Evlâdınıza Merhamet Edin
Evlâdınıza Merhamet Edin
*
Evlâdınıza namazın önemini anlatın ve mutlaka namaz kıldırın. Namaz kılmasına
mani her şeyin, felaketine sebep olacağını bilmeli ve bildirmelisiniz. Onun
istikbalini garantiye almak, iyi bir Müslüman olması ile mümkündür. Diploma ile
istikbal garantiye alınmış olmaz. İyi bir Müslüman olduktan sonra diploma işe
yarar. O zaman, hem kendisine hem insanlara daha çok faydalı olur.
* Dünyada
saadet, ahirette Cennet, iki şeyle çok kolay olur: Biri, Allahü Teâlâ’nın bir
sevgili dostuna kavuşmak ve onun tarafından kabul edilmek. İkincisi ise doğru
kılınan namaz.
* Bir
büyüğü tanıyan zaten namaz kılar. Hem tanımak hem namaz kılmamak olmaz. Böyle
tanımak, tanımak değildir. Namazsız ahiret olmaz. Namazsız Allah'a kavuşulmaz,
namazsız hayat olmaz, namaz her şeyin başıdır. Namazları geciktirmeden kılın.
Severek kılın. Şartlarına uygun kılın, güzel numune olun. Çocuklarınıza yemek
yiyip içmekten önce, namazlarını vaktinde kılmalarını öğretin, emredin.
* Merhamet,
doktorun hastasına acıması gibidir. Hakiki merhametli doktor, hastasını
kurtarandır.
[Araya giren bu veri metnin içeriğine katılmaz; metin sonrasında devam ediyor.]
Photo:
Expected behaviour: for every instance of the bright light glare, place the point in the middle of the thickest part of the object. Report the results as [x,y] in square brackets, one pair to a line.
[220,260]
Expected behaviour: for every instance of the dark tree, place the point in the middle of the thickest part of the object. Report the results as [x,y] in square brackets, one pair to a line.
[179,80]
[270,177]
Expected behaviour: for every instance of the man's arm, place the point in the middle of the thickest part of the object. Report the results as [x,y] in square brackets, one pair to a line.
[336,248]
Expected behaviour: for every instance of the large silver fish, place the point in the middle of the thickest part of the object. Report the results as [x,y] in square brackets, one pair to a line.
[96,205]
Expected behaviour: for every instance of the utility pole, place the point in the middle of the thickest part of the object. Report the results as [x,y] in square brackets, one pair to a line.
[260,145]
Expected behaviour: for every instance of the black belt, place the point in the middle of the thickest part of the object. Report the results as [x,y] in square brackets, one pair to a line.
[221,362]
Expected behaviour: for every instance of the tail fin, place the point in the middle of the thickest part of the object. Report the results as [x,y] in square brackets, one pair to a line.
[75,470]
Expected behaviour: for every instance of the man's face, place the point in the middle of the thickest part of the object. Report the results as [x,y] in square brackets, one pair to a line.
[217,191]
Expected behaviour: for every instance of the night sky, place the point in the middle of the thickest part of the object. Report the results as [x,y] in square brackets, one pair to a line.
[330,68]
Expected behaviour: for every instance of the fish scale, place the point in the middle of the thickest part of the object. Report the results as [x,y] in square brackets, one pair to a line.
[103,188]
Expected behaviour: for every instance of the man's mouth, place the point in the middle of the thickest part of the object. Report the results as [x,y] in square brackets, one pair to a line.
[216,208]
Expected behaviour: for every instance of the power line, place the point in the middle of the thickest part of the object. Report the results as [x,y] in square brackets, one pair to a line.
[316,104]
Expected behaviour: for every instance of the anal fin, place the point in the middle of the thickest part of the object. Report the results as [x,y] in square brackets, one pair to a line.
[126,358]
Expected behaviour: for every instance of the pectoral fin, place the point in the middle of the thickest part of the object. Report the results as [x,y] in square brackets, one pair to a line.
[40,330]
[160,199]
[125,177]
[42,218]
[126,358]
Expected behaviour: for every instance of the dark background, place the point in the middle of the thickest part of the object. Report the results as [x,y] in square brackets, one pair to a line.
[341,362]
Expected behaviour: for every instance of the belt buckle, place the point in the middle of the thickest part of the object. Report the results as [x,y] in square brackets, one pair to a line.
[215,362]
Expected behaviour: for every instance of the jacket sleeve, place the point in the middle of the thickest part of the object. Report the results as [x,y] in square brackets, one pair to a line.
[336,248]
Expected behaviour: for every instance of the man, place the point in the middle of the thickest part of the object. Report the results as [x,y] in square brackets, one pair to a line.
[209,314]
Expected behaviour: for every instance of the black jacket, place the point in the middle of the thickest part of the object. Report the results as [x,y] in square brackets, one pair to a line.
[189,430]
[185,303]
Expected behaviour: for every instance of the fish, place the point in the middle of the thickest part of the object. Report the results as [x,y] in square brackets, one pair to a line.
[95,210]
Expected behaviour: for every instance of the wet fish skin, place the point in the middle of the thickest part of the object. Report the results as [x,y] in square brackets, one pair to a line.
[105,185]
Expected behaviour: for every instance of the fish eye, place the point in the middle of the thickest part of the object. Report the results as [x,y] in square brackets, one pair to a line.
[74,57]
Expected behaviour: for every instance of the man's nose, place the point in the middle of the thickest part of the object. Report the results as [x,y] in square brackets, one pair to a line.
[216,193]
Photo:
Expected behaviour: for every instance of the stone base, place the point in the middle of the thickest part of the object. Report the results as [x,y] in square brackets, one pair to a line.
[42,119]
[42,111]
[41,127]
Bir annenin, babanın şefkati de onun merhameti gibi olmalı. Namaz
kılmayan çocuğa acımamak, yardım etmemek, yani bu hastalığın çaresine bakmamak
hiç merhamet olur mu? Oradaki merhamet gibi görünen şey merhametsizliktir.
Çocukları perişan ediyorlar. (Ameliyata giden çocuğa annesi acıdığı için gizli
yemek yediriyor. Doktorlar, çocuğu ölümden zor döndürüyorlar.)
* Anne ve
baba, eğer evlâtlarına büyüklerin sevgisini, İslamiyetin sevgisini
veremiyorsa, onların en baş düşmanıdır. Nefsine düşkün anne ve baba, yani
çocuklarını nefsi için seven anne ve baba çocuklarının en büyük düşmanıdır.
*
Çocuklarınızı büyüklerin yanına götürün. Çocuklarınızı yanınızdan ayırmayın.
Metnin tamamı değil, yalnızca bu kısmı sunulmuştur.